6pdr APDS was available from June 1944 and the US forces also received it for their 57mm anti-tank gun, firing slightly over 11,000 rounds by VE Day whereas US forced in Italy fired only a few hundred rounds (probably due to the lessened trhreat of enemy armour in that theatre). I do not have the exact figures to hand but can give you them if you wish.

The most effdective western Allied AP round was the 90mm APCR round, but this was not available until March 1945.

 

Message 2 - APDS

Posted on: 17 July 2005 by jdbukis

the apds round after being sorted out so to speak was, acording to official documents i have seen referenced in, to be able to penetrate the glacias up to 700 yards with a single hit, probably by 50% of firings maybe not. it was first issued from what i have found in august 44 for 17pdrs and june 6th for 6 pounders. however i have been led to believe from another source the british had a apcr shell of there own issued from october 1943, if my memory serves me it was cancelled in september 44. apcbc from the 17pdr was capable but not dependable on to penetrate the glacias of the panther although, it was said to have been a much safer shot against the nose plate or the turret. apcr figures i have is 109mm at 500 yards witha 30 degree angle of impact for 6 pdr and 155mm for the 17pdr at the same. in tests of the us m1 57mm nose plate was penetrated at close range and so was turret with apcbc at 300 yards 2 degree angle of attack. just some random info i know. of course how figures relate to there real life performence is another issue

 

Message 3 - APDS

Posted on: 17 July 2005 by jdbukis

also i was read in one source. i will try to find it that the hvap for the us 90mm was experimental/ at the best incredibly rare.

 

Message 4 - APDS

Posted on: 14 October 2005 by Weaponcharles

US 90 mm APCR, according to copies of US army documents in my possession, was issued in March 1945 and was very rare.
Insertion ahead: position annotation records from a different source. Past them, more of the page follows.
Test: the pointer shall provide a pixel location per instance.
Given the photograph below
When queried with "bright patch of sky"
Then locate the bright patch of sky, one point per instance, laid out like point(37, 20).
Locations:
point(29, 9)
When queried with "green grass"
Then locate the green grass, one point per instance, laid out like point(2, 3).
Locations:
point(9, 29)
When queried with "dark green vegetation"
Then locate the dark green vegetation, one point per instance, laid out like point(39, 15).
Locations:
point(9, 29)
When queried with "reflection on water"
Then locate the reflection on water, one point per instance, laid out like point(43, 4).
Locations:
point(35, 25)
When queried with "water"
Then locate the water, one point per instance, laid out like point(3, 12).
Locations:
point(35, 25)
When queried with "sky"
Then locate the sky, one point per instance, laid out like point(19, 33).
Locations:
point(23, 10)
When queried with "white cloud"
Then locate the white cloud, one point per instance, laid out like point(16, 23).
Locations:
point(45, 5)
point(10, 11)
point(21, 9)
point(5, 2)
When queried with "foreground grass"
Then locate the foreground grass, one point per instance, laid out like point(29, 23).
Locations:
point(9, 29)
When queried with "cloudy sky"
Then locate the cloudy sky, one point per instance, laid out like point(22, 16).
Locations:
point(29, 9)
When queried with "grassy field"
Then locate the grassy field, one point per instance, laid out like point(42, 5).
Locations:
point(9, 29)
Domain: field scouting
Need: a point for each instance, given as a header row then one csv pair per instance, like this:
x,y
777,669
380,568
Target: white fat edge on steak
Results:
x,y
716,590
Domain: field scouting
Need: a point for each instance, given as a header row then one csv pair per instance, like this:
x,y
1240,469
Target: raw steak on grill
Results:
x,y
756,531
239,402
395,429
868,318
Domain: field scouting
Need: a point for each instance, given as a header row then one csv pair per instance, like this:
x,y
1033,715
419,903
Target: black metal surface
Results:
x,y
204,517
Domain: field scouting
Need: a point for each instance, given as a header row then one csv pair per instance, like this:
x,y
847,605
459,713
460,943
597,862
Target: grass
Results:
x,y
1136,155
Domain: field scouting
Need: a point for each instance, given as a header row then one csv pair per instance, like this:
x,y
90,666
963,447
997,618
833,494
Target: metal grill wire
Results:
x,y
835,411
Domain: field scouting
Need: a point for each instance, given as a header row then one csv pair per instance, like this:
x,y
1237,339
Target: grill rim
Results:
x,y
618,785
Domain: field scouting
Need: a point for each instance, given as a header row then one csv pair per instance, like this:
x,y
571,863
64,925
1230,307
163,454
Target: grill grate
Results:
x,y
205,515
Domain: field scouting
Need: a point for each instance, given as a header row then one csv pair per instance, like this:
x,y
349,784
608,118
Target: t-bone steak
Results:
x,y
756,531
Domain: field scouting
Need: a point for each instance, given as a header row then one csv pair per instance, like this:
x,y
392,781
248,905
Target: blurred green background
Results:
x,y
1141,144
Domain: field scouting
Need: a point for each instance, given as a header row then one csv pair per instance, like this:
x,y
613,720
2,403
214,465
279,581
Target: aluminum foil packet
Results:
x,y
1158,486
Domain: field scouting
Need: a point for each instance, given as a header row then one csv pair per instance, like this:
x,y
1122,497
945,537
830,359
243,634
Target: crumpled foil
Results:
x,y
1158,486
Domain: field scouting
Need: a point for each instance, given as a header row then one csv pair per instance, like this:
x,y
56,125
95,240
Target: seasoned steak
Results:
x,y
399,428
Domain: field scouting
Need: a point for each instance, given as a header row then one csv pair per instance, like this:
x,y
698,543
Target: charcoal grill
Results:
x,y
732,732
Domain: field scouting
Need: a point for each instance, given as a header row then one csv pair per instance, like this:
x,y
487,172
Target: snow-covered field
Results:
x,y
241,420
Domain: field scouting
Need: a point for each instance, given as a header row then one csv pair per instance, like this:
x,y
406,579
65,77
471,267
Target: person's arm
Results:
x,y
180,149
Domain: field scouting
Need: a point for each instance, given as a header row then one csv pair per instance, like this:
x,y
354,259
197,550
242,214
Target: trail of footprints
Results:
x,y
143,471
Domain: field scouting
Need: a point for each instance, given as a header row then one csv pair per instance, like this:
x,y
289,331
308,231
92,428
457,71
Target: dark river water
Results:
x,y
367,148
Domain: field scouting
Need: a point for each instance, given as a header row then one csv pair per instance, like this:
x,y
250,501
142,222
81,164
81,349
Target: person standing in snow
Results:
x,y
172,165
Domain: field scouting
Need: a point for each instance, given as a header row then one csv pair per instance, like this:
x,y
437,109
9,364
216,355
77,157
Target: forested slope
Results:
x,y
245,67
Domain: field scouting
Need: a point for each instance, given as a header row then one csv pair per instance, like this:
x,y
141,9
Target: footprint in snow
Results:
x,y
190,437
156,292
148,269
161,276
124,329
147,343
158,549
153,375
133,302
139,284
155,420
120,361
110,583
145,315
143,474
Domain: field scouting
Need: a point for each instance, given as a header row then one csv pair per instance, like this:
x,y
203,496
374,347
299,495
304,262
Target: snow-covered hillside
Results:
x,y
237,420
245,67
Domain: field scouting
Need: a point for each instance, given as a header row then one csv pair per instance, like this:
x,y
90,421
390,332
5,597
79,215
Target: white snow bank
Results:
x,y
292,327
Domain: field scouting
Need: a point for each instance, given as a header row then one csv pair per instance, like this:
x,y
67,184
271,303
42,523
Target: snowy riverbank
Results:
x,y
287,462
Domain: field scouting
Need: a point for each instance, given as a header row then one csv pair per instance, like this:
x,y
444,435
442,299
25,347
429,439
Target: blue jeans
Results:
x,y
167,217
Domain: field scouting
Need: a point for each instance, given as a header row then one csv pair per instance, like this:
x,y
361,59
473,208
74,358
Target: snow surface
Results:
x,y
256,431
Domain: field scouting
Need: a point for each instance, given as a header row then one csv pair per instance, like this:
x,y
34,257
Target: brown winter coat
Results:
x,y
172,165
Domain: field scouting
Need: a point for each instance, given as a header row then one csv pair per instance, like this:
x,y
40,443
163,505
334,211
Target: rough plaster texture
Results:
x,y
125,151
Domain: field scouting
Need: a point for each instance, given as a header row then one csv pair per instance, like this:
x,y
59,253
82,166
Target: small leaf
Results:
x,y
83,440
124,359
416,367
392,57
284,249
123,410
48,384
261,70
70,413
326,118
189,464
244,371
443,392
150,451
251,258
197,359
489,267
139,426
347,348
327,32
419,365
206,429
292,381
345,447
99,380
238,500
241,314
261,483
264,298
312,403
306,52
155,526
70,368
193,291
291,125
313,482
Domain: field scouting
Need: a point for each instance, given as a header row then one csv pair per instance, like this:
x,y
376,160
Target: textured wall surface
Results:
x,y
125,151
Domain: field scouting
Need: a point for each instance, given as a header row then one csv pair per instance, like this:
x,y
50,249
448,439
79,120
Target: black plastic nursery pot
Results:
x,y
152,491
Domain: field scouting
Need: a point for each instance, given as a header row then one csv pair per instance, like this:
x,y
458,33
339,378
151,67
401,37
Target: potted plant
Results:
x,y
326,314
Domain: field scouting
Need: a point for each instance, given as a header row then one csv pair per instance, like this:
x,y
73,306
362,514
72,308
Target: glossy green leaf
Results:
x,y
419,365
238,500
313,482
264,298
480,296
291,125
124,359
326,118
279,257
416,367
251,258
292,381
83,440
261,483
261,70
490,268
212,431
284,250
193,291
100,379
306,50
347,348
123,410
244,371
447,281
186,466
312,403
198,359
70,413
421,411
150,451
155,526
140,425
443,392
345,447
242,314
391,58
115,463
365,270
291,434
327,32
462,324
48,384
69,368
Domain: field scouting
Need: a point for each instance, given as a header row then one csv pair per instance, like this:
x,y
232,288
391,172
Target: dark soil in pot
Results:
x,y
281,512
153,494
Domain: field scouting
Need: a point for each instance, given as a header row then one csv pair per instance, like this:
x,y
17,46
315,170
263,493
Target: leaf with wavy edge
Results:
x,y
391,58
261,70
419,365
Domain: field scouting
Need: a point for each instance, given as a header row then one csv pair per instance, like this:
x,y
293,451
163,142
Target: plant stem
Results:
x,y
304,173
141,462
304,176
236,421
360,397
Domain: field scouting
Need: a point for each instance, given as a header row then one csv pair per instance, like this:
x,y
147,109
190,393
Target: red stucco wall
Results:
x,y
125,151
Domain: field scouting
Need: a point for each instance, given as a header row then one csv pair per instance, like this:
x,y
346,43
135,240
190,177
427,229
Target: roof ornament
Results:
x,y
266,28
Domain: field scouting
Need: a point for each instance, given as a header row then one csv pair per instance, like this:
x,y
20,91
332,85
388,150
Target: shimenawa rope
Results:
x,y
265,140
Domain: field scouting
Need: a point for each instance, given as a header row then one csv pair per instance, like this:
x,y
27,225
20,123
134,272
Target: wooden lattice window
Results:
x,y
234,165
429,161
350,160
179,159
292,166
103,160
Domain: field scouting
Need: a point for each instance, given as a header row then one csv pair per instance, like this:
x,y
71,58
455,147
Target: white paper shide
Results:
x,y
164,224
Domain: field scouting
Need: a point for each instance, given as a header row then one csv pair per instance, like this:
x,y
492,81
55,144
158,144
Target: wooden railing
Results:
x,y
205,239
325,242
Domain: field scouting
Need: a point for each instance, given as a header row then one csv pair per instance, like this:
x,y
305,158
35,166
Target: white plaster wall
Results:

Some (secondary) sources state that it was available from about January 1945, and this is the date that was - erroneously - used in the Advance Squad Leader wargame. If the issue of 76mm APCR was anything to go by, crews were lucky to get two rounds each and tank crews especially were lower priority that tank destroyer crews and so had to 'scrounge' or barter to get any.

The 90 mm APCR rounds at the time had a 'T' prefix to indicate that they were non-standardised (whereupon an 'M' prefix was allocated) but the only real 'experimental APCR round in 90 mm calibre was that fired by the solitary 'Super-Pershing' fitter with the experimental T15E1 (?) gun, which used two-piece ammuntion and apparently only ever fired its gun once to destroy a German tank late in the war.

 

Message 5 - APDS

Posted on: 14 October 2005 by Weaponcharles

The only British gun to use an APCR round was the 6 pounder, which had it for a short time before APDS was perfected. There are some vague references to a 'new' type of AP shot in some rgimental reports cited in secondary sources, but only David Fletcher's Mr Churchill's Tank, Schiffer, Atglen PA 2001 (?) actually refers to it, as HVAP. It was issues to some Churchill units at least in Tunisia, and North Irish Horse for one had it. It was found to be "ballistically unstable".

The 109mm penetration for the 17 pdr at 500 yards is for uncapped AP shot from the sources I have; to the best of my knowledge APCR was never produced for this gun, though you never know. Panther's glacis was hard to penetrate for any round, due to the acute slope and the trials at Isigny in August 1944 showed that even APDS was marginal in performance. The best type of shot against sloped armour is a projectile with a bluntish nose, APCR and APDS, while having the velocity to often penetrate, tend to bounce off easier than blunt shot would. Blunt shot, of course, often cannot reach the velocity needed to penetrate. Hitting with APDS was the problem, as the round was terribly inaccurate (the 6pdr APDS tended to hit about 2 feet higher than the aiming point, for example) and figures showing this poor accuracy for 17 pdr APDS can be found in Mark Hayward's Sherman Firefly, Barbarossa Books, Tiptree, Essex c. 2001. Your issue dates are spot on, and the nose plate was more vulnerable to attack as the slope towards the projectile assisted penetration and the armour was thinner - 60-65 mm compared to 80-85 mm (batches varied) on the glacis. If you ever get to the Polish army museum in Warsaw, there is a Panther nose plate on exhibition outside with various 85mm rounds stuck in it, but from memory few penetrations. The panther turret was not that hard to pierce - 100-110 mm mostly near-vertical armour, the mantlet 100 mm curved but likely to deflect rounds up if the hit was above dead-centre, or down through the hull roof if hitting below the centre-line.

 

Message 6 - APDS

Posted on: 18 October 2005 by Weaponcharles

Correction! Not North Irish Horse (I did some checking!) but 51st RTR, who certainly had it at the 'Steamroiller Farm' action in Tunisia. According to David Fletcher's book, page 109, this unit had 20 rounds of 6 pdr HE (not very effective compared to 75mm HE in Grants, Lees and Shermans) and 4 rounds of 6pdr APCR per Churchill tank by about 13th April 1943.